Así pues, por todo lo que acabamos de decir, es evidente, querido hijo Nuestro, que no podemos aprobar aquellas opiniones que en conjunto son llamadas por algunos con el nombre de “americanismo”.

Sin embargo, si por este nombre se quiere significar el conjunto de dones espirituales que adornan a los pueblos de América, así como otros a otras naciones, o si, además, por este nombre se designa vuestra condición política y las leyes y costumbres por las cuales sois gobernados, no hay ninguna razón para que lo rechacemos. Pero si por este nombre no sólo se quiere aludir a las doctrinas arriba mencionadas, sino que se las exalta, ¿qué duda habrá de que nuestros venerables hermanos, los obispos de América, serán los primeros en repudiarlo y condenarlo como algo sumamente injurioso para ellos mismos y para todo su país? Pues suscita la sospecha de que hay entre vosotros quienes se forjan y desean en América una Iglesia distinta de la que existe en todas las demás regiones.

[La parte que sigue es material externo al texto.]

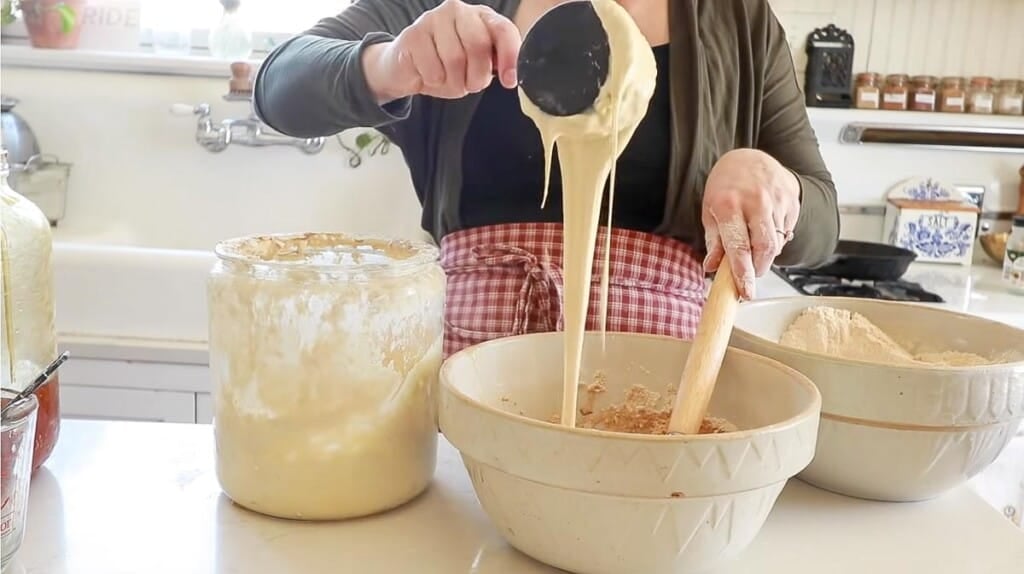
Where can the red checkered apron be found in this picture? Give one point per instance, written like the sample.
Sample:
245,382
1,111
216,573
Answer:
507,279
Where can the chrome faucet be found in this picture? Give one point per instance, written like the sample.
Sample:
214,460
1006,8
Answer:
216,136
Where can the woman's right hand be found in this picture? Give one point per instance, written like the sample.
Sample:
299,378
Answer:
449,52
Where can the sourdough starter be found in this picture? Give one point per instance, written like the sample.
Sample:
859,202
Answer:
325,352
588,145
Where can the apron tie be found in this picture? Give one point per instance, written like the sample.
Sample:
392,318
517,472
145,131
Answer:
539,296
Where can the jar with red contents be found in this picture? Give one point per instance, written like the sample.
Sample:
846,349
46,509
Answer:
27,307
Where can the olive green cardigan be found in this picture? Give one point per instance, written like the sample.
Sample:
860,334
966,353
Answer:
732,83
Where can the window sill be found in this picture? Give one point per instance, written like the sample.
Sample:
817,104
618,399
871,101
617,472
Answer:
124,62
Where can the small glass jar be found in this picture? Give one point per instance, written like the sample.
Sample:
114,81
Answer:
16,435
981,97
867,93
29,341
924,94
952,97
1010,97
896,93
325,353
1013,261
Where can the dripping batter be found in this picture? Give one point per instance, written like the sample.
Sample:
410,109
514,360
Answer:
722,163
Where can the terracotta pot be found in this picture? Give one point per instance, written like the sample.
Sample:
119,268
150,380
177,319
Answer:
46,25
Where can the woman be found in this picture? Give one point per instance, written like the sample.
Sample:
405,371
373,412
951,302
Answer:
725,165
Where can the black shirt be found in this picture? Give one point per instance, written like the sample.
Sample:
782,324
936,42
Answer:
503,164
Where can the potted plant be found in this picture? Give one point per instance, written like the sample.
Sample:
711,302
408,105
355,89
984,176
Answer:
51,24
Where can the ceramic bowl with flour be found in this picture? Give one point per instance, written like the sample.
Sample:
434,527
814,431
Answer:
597,501
915,400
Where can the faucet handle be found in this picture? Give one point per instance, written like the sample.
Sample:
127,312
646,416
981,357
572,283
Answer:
183,109
188,109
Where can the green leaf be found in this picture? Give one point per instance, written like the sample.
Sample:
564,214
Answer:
364,139
67,17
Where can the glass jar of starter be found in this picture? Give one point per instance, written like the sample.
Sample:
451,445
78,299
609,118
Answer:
981,98
923,93
896,94
867,93
29,340
952,97
1010,97
1013,261
325,353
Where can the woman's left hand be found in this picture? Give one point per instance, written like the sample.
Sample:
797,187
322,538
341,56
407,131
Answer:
751,206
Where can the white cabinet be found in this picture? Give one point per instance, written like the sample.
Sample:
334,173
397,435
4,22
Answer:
204,408
126,404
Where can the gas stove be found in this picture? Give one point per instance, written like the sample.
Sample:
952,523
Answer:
807,281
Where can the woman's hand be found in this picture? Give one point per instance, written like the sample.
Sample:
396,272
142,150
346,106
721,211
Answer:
751,205
449,52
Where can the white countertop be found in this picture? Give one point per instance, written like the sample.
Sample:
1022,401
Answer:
142,498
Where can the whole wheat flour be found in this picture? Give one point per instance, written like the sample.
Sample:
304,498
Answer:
845,334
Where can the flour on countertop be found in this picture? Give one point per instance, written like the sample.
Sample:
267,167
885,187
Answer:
845,334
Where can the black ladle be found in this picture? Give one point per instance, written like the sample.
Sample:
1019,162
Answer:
563,60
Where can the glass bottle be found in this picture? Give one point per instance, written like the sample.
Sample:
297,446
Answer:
952,98
896,93
27,306
867,94
923,96
981,98
1010,97
231,39
1013,261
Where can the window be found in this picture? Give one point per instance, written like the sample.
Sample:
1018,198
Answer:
271,20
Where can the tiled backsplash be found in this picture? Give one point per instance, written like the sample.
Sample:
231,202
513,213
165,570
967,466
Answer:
937,37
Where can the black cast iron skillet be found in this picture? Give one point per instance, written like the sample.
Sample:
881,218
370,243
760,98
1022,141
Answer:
865,261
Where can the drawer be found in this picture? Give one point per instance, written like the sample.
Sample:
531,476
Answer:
204,408
109,403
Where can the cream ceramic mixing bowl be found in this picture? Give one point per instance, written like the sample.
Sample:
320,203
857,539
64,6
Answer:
900,433
595,502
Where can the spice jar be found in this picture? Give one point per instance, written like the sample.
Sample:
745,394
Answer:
16,434
29,341
923,94
896,93
1010,97
952,98
981,98
867,92
325,352
1013,261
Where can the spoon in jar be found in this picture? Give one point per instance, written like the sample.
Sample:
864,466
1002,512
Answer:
38,382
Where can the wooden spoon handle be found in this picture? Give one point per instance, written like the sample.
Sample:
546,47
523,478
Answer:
707,352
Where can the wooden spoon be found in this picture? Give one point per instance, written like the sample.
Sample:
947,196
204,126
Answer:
707,352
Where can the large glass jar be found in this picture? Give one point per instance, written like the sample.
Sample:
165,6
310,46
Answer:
325,352
27,307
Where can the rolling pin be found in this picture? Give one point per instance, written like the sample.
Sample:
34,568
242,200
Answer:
707,353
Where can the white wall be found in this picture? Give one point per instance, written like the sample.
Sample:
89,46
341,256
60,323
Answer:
937,37
133,160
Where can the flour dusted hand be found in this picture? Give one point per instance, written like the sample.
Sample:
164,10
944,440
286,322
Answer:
449,52
751,206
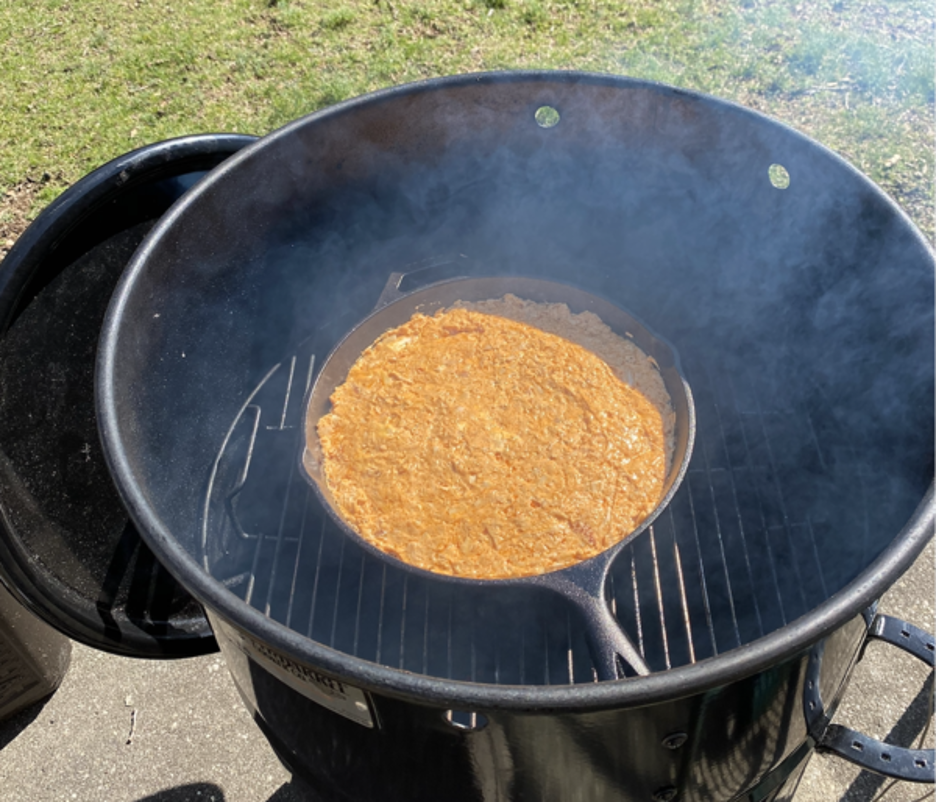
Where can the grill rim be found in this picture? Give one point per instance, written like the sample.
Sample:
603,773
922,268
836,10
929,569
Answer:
674,683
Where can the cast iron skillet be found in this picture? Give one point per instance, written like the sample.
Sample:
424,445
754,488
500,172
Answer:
582,584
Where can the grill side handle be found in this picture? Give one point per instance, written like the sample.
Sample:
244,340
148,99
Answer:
899,762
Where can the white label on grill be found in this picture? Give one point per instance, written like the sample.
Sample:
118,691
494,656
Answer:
338,696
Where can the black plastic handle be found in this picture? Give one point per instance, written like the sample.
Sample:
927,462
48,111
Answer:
899,762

Pero la Iglesia es una, tanto por su unidad de Doctrina como por su unidad de régimen, y ésta es la Iglesia Católica: y, puesto que Dios estableció su centro y fundamento en la Cátedra de San Pedro, con razón es llamada Romana, porque “donde está Pedro allí está la Iglesia” (Ambrosio, In Ps.11,57). Por eso, si alguien desea recibir el nombre de católico, debe ser capaz de decir de corazón las mismas palabras que Jerónimo dirigió al Papa Dámaso: “Yo, no siguiendo a nadie antes que a Cristo, estoy unido en comunión con Su Santidad, esto es, con la Cátedra de Pedro; sé que la Iglesia ha sido edificada sobre esa piedra y que quien no recoge contigo, desparrama”.

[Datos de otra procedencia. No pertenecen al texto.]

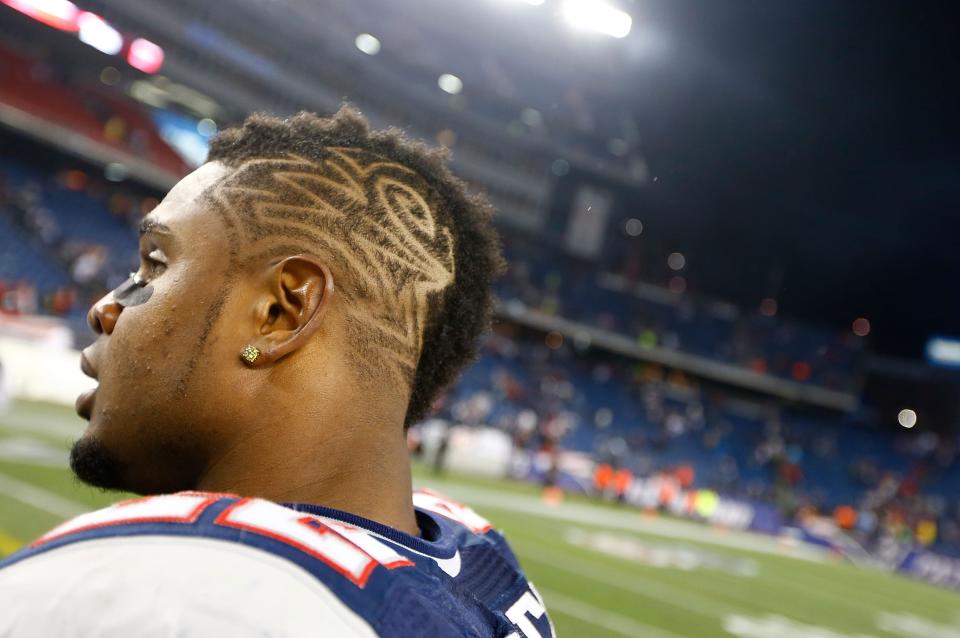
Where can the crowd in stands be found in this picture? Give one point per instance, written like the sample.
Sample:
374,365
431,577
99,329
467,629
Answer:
547,281
67,236
65,239
641,420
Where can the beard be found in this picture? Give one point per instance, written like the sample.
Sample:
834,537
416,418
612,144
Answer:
95,465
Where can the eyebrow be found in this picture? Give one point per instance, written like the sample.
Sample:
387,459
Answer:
153,226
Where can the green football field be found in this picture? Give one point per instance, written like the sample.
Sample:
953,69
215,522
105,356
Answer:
603,570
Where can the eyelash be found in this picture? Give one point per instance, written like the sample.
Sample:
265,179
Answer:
154,265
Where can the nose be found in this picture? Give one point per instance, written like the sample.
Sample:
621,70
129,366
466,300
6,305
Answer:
103,315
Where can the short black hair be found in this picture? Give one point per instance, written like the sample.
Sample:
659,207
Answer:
310,148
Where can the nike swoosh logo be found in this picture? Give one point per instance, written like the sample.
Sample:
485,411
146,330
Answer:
450,566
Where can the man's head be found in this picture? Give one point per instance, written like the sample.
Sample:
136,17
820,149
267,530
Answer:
354,262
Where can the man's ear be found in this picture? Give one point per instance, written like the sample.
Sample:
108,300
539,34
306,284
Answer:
300,290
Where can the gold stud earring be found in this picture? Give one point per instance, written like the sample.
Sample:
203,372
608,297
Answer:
249,354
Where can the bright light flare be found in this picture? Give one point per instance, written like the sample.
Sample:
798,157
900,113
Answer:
595,15
59,14
907,418
367,43
145,55
95,31
450,83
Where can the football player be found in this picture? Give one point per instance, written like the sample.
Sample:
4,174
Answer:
301,299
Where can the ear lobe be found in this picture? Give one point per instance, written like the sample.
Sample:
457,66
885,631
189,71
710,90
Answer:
301,291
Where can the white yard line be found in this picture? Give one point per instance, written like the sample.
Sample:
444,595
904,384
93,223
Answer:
39,498
635,584
630,520
617,623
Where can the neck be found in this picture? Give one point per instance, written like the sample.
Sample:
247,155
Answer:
358,467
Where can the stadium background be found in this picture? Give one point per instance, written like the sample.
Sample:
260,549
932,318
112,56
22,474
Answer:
720,397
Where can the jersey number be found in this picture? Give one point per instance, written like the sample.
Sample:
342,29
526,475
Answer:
345,548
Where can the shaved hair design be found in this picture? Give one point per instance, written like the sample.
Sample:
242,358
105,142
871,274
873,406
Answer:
412,253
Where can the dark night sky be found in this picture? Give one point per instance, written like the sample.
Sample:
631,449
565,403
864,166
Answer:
818,139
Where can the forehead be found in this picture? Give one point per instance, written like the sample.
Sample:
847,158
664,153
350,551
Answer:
184,203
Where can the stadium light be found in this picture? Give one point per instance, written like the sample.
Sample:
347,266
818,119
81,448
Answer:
145,56
907,418
595,15
367,43
861,326
450,83
95,31
59,14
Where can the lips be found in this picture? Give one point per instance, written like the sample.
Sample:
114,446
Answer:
84,404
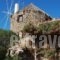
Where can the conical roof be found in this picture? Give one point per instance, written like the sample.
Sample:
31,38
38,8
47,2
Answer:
31,6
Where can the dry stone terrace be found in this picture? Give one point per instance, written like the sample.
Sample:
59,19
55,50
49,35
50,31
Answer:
40,23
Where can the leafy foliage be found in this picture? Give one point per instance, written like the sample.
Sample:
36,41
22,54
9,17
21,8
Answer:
44,27
4,42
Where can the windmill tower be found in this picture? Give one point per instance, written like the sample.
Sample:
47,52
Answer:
16,9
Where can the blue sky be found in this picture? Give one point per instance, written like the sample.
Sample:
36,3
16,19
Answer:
52,7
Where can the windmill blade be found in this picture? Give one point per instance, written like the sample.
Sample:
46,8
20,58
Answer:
9,13
12,1
6,22
7,4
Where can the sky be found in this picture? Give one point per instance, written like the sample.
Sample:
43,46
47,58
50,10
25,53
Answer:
51,7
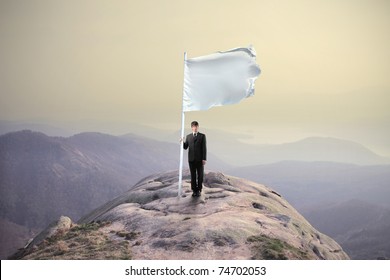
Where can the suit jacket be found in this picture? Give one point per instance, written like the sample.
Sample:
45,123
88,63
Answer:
197,147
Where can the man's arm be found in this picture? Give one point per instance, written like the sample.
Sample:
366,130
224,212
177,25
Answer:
204,148
185,143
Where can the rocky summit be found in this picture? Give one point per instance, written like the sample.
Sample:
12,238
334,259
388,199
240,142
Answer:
232,219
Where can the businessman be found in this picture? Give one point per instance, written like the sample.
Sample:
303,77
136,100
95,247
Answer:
195,142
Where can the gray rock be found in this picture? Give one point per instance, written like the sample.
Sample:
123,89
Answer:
233,219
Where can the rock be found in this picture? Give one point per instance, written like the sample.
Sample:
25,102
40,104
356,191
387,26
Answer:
233,219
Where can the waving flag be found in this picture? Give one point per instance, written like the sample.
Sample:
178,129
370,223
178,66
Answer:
219,79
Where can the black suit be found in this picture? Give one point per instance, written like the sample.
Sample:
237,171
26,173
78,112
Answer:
196,154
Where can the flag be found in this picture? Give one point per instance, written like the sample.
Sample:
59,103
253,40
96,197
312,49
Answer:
219,79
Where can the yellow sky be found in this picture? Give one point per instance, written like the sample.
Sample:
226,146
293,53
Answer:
325,64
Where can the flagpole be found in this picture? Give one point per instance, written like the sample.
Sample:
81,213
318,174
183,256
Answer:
182,138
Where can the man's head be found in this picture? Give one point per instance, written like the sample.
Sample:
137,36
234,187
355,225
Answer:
194,126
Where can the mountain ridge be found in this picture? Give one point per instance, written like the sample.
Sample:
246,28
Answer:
233,219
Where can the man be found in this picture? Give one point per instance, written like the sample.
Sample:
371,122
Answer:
196,142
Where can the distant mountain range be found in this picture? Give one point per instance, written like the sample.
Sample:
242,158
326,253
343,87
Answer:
348,202
230,146
43,177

Estas instrucciones que os damos, querido hijo Nuestro, en cumplimiento de nuestro deber, en una carta especial, tomaremos el cuidado de que sean comunicadas también al resto de obispos de los Estados Unidos, testimoniando una vez más el amor con el que abrazamos a todo vuestro país, un país que así como en tiempos pasados ha hecho tanto por la causa de la religión, con la feliz ayuda de Dios hará aún mayores cosas en adelante.

Para vos y para todos los fieles de América impartimos con gran amor, como promesa de la asistencia divina, nuestra bendición apostólica.

Dado en Roma, junto a San Pedro, el día 22 de enero del año 1899, vigésimo primero de nuestro pontificado.